P/1 – E como foi receber a notícia?
R – Nossa, eu estava... Porque eu trabalhava na JAL, eu tinha um coquetel naquele dia, e eu fiquei sabendo no meio do coquetel: “Olha, volta, que seu pai sofreu um assalto, não sei o quê”. Quando eu cheguei, já era tarde demais. Então ele morreu tragicamente, cinquenta e seis anos, muito novo. E ele ainda me levou ao altar no casamento, estava todo feliz. Eu também me sinto assim, um tanto quanto... Agradeço ao meu marido também, porque meus dois irmãos, toda vez... O meu pai era de pedir dinheiro emprestado, tudo.
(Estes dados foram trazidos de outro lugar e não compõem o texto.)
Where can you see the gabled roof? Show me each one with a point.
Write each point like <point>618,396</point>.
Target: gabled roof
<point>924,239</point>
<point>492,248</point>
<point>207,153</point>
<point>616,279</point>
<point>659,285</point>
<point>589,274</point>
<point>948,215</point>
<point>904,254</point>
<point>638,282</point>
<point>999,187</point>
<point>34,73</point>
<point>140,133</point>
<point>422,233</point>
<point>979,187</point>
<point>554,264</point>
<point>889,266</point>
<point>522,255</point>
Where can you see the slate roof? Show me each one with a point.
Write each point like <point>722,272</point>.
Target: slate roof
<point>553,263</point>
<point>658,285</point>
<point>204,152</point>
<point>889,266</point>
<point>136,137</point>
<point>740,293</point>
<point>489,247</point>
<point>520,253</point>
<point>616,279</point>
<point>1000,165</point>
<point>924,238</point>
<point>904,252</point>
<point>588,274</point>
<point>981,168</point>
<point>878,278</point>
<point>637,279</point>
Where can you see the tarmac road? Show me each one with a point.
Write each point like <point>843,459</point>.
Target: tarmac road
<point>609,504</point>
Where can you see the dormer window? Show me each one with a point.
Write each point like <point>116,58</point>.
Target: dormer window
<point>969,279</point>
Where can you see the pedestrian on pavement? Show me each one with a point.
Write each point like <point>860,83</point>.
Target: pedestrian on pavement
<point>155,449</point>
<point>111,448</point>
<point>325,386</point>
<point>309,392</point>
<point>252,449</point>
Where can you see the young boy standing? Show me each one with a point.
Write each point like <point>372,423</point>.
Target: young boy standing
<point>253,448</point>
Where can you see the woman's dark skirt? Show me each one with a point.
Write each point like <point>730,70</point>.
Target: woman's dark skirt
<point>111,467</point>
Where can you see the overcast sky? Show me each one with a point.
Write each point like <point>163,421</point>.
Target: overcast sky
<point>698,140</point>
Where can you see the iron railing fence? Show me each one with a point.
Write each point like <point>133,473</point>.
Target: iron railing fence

Então, com toda essa dificuldade, que meus irmãos viram mamãe sofrer disso, e no dia do casamento, ela falou assim: “Não, pai, não precisa convidar ninguém. O convite é suficiente”. “Não, mas eu queria...”. “Não, não, não. Não tem”. E ninguém deu convite para ele chamar os amigos dele. Meus irmãos falaram assim: “Só os amigos do meu irmão, da noiva, parentes e só”. Não é assim quando o casamento está no limite? Porque senão você tem que arcar, não tem fim. Quando foi do meu casamento, o meu marido abriu a mão: “Quantos convites o senhor quer? Cem convites, duzentos convites, quinhentos convites?”. Meu marido o deixou livre. E, para você ver, no meu casamento vieram setecentos e cinquenta convidados. Foi o casamento do ano (risos). Olha, fechou, sabe aquele…? Não sei se vocês conhecem aquele... Régis Bittencourt... Recanto Gaúcho. Fechou o restaurante só para o casamento. Meu pai muito feliz, ficou... Ele levou o convite que tanto ele queria, e não era convitinho desse tamanho, era aquele convite assim com alto relevo, aquelas coisas todas, conforme tem que ser. Nossa Senhora, meu marido foi muito generoso. E ele ficou muito feliz. E quando a minha filha nasceu, Nossa Senhora. Porque logo em seguida eu tive a menina. Nossa, quando ela tinha um ano ele morreu. Então, foi muito rápido.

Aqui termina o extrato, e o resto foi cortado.